In relation to so-called irregular migration, as with any area of law or governance, language and naming are laden with power, politics and contested meaning. The Australian Government refers to asylum seekers on Nauru as 'transferees,' erasing their status as refugee applicants and defining them by virtue of their forced relocation to an offshore processing centre. Unless directly quoting, I will use the term ‘asylum seekers’ to refer to the population of people sent to Nauru for processing. Both the Nauruan and Australian Governments refer to the processing centre on Nauru as the ‘Regional Processing Centre,’ and object to its characterisation as a detention centre. I refer to it as the Processing Centre throughout this chapter, and make explicit reference to when and how the Processing Centre has mandatorily detained asylum seekers. Finally, and most significantly, the very designation of Nauru and PNG as ‘offshore territories’ ignores or indeed erases their status as sovereign states; the terminology defines these states, in a deeply imperial register, by geographic reference to Australia, the metropole. The 'onshore' or territorial centre is that of the (imperial) Australian mainland – a point critical to my discussion throughout this chapter.

I. Asserting Australian Sovereignty: Territorial Excision and Offshore Processing


Onshore asylum seekers, particularly those arriving by boat, have been at the centre of political debate and discussion in Australia for well over two decades. Representatives from each of Australia’s two major political parties have agreed that domestic policy should aim to minimise and deter the number of asylum seekers reaching Australia. Although the rationale for deterrence has varied, questions of national security and sovereign rights have featured consistently in policy debate, as onshore asylum seekers have been cast as illegitimate, illegal or as threats to the safety and integrity of the state (see generally Grewcock 2009).

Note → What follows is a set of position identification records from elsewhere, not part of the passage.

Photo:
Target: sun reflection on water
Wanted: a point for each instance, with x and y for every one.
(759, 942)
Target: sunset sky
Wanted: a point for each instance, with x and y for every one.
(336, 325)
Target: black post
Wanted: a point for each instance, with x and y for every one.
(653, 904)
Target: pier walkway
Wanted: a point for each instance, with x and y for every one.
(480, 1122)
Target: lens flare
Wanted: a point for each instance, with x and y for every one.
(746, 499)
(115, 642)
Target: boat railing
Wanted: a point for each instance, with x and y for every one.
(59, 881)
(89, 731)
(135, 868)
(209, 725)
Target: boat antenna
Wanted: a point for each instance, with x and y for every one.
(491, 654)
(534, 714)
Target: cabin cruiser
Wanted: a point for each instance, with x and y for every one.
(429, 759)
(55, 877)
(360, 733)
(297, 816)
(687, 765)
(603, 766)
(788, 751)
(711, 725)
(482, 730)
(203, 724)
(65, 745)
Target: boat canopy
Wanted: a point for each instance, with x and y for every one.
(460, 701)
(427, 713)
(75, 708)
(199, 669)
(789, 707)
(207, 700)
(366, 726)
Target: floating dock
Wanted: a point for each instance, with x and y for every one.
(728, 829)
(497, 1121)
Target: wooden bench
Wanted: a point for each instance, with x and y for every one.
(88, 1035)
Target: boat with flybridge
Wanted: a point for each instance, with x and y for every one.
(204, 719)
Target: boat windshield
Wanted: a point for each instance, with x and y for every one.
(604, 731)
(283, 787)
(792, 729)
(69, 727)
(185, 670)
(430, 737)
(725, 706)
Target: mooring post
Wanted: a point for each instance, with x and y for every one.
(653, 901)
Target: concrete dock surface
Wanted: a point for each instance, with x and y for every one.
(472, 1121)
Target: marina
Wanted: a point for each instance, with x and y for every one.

The policies of territorial excision and offshore processing, and my discussion of them here, are best understood within this wider context of Australia asserting its sovereign ‘right’ to control its borders, even as the idea of ‘perfect’ border control has been persuasively critiqued as being both fantastical and outside the reach of contemporary governments (Sassen 1996; Dauvergne 2008).

Asylum seekers attempting to reach Australia are transferred to Nauru for processing under the 'Pacific Solution.' Much literature places this particular policy within the context of refugee and asylum seeker policy in Australia, rather than locating it within Pacific history, or indeed as part of Nauruan (or alternatively, Papua New Guinean) history or politics. In this section, I briefly explain the establishment of refugee processing within the context of Australian law and policy, primarily in order to critique the Australian Government’s construction of refugee processing on Nauru as a function and responsibility of the Nauruan Government.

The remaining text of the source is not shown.